My addictions ebbed and flowed like the tide.
Since Tallus’s hospitalization in the fall, I’d slipped right back to those awful pre-dating habits.
Sometimes, I managed to avoid alcohol, but in its place, I smoked.
Other days, I cut out the cigarettes and drank like a fish.
One or the other. Sometimes both. I couldn’t seem to get a handle on anything.
I drummed my hands on the steering wheel as I drove us to Tallus’s parents’ house. The naked trees along the street stretched their branches toward a miserable gray sky. Night encroached, and the setting sun turned the pollution-hazed city monochrome.
We arrived before I was ready.
I parked in the driveway and killed the engine.
The forward tip of the fedora cast a comforting shadow across my face, providing a childlike place to hide from the world.
I didn’t want to move into the light, shed its protection, expose myself, and venture inside where I would be the focus of too much attention, no matter how well-meant it might be.
In my pre-Tallus days, I’d lived an ogre’s life, certain everyone’s eyes were on me at all times, convinced I heard whispered admonishments whenever I ventured from the house.
I didn’t feel so much like a cave-dwelling monster anymore, but it didn’t mean I was comfortable around strangers or people I barely knew.

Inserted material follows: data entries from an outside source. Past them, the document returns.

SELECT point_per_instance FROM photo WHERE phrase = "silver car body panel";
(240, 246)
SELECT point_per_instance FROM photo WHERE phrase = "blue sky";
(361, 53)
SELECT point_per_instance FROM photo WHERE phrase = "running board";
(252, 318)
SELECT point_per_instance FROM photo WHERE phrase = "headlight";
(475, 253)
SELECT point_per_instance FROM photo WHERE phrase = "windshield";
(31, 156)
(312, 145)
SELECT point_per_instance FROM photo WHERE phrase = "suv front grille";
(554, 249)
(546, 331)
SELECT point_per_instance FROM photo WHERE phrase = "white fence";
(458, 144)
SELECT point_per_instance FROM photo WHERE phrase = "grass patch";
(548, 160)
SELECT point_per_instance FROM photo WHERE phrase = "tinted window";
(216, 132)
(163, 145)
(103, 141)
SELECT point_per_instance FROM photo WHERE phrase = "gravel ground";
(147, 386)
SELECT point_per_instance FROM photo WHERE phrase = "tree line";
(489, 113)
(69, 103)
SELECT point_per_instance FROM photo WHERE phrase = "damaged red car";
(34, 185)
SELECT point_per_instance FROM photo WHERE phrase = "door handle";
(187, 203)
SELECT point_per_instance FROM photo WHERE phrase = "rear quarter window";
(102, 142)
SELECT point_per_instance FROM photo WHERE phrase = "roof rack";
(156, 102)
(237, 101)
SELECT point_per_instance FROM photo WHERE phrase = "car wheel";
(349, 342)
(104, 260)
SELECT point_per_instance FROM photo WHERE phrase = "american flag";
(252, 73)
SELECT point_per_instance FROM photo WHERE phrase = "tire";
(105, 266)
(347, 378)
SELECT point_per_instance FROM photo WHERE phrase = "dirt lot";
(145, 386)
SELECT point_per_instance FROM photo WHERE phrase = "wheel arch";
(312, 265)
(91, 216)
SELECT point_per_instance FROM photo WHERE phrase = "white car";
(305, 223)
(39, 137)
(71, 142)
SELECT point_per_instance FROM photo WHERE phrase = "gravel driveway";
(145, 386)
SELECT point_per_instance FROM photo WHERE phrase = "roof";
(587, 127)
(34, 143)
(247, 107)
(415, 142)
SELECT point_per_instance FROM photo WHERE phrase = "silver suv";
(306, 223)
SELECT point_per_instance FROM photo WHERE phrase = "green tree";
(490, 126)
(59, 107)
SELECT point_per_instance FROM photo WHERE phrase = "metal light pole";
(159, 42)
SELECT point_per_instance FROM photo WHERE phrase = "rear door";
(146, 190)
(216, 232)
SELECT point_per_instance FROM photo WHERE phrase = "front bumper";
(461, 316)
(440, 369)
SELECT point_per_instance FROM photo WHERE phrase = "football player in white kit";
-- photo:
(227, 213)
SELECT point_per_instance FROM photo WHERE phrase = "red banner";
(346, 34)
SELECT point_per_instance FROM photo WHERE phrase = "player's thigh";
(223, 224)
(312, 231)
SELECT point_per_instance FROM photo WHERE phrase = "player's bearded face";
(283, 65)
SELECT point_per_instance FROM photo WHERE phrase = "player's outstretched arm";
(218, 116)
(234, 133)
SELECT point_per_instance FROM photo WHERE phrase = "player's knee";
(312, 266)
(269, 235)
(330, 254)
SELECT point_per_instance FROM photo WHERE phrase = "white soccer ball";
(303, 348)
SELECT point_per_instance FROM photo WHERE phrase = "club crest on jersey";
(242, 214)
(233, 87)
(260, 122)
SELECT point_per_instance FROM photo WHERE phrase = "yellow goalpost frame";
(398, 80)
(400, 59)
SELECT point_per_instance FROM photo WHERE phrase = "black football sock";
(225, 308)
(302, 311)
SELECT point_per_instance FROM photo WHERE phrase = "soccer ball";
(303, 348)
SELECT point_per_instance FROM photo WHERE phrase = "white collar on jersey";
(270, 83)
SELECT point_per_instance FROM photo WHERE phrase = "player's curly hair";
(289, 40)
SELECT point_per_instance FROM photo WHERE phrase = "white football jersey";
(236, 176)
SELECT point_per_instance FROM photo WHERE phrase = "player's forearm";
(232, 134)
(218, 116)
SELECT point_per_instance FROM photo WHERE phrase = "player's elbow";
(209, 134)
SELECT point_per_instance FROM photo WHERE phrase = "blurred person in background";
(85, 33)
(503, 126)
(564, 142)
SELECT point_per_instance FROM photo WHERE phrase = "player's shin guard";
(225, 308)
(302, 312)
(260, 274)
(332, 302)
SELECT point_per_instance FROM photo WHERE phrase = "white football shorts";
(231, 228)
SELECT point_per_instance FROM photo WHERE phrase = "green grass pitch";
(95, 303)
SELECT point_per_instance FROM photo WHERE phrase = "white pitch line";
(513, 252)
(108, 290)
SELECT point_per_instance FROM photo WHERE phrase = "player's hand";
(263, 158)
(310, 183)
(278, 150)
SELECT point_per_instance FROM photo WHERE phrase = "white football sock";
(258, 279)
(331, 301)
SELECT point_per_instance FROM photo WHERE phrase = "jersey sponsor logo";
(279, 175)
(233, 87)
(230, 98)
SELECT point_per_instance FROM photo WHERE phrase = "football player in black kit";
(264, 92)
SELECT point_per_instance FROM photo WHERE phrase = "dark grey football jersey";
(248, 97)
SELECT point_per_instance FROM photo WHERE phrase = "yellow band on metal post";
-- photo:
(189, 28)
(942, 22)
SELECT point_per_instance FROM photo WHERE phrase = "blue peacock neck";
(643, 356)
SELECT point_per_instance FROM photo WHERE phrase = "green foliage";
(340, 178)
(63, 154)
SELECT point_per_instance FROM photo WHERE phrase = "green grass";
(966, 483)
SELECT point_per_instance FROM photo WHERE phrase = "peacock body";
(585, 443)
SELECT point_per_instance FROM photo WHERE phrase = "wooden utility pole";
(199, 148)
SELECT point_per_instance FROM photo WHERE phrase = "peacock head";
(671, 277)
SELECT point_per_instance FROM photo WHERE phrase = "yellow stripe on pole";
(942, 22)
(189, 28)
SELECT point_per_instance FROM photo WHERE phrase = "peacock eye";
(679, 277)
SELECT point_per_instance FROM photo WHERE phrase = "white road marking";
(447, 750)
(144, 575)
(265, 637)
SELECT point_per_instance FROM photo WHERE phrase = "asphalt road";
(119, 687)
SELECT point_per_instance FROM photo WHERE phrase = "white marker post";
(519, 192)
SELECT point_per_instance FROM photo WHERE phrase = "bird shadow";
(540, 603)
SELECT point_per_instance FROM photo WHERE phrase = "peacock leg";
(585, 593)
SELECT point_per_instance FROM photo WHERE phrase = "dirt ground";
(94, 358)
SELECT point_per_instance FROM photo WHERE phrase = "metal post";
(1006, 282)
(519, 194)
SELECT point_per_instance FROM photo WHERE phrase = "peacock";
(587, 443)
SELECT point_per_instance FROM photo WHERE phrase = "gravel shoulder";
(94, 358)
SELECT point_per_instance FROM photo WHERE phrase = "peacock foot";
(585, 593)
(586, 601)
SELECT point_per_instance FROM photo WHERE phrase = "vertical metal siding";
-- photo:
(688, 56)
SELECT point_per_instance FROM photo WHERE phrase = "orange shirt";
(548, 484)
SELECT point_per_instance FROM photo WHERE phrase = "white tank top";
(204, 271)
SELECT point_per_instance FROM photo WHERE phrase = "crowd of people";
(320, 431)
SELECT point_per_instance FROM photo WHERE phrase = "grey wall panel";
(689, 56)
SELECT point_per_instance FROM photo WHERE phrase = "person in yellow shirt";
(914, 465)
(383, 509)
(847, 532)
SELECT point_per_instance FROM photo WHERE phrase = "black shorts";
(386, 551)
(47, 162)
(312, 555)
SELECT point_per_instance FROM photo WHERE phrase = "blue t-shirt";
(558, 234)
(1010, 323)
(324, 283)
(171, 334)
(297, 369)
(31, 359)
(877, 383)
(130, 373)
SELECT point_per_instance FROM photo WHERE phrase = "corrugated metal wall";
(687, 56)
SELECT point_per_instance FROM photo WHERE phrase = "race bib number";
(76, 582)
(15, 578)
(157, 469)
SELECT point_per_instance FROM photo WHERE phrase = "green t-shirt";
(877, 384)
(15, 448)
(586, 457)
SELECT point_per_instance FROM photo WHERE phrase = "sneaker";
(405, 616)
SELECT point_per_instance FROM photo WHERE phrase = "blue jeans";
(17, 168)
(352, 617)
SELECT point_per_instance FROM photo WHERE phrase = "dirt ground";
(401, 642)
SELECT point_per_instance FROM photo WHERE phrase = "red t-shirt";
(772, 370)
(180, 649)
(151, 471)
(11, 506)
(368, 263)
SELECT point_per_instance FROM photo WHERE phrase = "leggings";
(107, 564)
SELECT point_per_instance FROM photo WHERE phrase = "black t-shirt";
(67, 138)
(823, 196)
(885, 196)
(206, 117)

Tallus was my buffer. With him, I’d found a modicum of self-confidence, of purpose.
He taught me to be brave and trust myself.
He brought me out into the world and showed me I wasn’t at risk.
When I didn’t move, Tallus squeezed my thigh. Echo, seated in the back, poked her head through the seats and licked my ear, woofing encouragingly.
My two pillars. My bookends. Without them, I might fall apart.
“I’m fine,” I lied.
“You’re making it worse in your head.”
“I know. Let’s go before I change my mind.”